Bayesian Sampling Bias Correction: Training with the Right Loss Function
This addresses a common but often overlooked issue in medical imaging and other domains where sampling bias leads to discrepancies between lab and real-world performance, offering a systematic correction method.
The paper tackles the problem of sampling bias in training datasets, such as mismatched prevalence in medical imaging, by deriving a family of loss functions based on Bayesian risk minimization to correct this bias, resulting in improved model performance in realistic settings as demonstrated in lung nodule malignancy grading case studies.
We derive a family of loss functions to train models in the presence of sampling bias. Examples are when the prevalence of a pathology differs from its sampling rate in the training dataset, or when a machine learning practioner rebalances their training dataset. Sampling bias causes large discrepancies between model performance in the lab and in more realistic settings.
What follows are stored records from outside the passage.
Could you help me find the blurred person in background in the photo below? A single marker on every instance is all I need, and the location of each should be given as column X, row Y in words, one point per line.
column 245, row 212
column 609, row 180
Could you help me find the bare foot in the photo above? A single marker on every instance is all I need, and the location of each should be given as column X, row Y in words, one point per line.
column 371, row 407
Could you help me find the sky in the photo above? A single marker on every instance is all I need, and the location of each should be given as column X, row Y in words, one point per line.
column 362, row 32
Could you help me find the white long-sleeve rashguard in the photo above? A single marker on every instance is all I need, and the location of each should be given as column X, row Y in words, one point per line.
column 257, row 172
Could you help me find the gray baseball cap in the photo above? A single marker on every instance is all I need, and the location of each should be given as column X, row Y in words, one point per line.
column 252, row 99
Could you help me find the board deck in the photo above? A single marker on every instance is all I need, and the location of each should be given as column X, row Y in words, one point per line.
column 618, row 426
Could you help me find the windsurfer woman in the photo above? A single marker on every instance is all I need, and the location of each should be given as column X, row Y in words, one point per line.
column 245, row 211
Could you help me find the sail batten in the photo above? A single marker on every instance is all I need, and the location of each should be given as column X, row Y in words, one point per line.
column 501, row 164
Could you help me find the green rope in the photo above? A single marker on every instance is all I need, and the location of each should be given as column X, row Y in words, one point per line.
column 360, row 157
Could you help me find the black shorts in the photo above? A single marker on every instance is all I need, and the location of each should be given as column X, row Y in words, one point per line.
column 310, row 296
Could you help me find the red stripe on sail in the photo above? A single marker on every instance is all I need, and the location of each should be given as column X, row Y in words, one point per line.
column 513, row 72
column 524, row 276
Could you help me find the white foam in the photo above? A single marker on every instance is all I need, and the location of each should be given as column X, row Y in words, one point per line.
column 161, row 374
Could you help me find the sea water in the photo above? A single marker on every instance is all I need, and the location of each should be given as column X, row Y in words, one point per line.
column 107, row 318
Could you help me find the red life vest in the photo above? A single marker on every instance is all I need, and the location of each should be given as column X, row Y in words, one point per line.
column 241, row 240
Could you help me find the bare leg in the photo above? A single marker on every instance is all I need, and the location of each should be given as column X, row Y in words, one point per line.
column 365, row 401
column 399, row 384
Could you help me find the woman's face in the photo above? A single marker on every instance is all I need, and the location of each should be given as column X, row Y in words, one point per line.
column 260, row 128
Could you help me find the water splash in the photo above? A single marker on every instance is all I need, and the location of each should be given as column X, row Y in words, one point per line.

It is omnipresent in medical imaging applications, yet is often overlooked at training time or addressed on an ad-hoc basis. Our approach is based on Bayesian risk minimization. For arbitrary likelihood models we derive the associated bias corrected loss for training, exhibiting a direct connection to information gain. The approach integrates seamlessly in the current paradigm of (deep) learning using stochastic backpropagation and naturally with Bayesian models. We illustrate the methodology on case studies of lung nodule malignancy grading.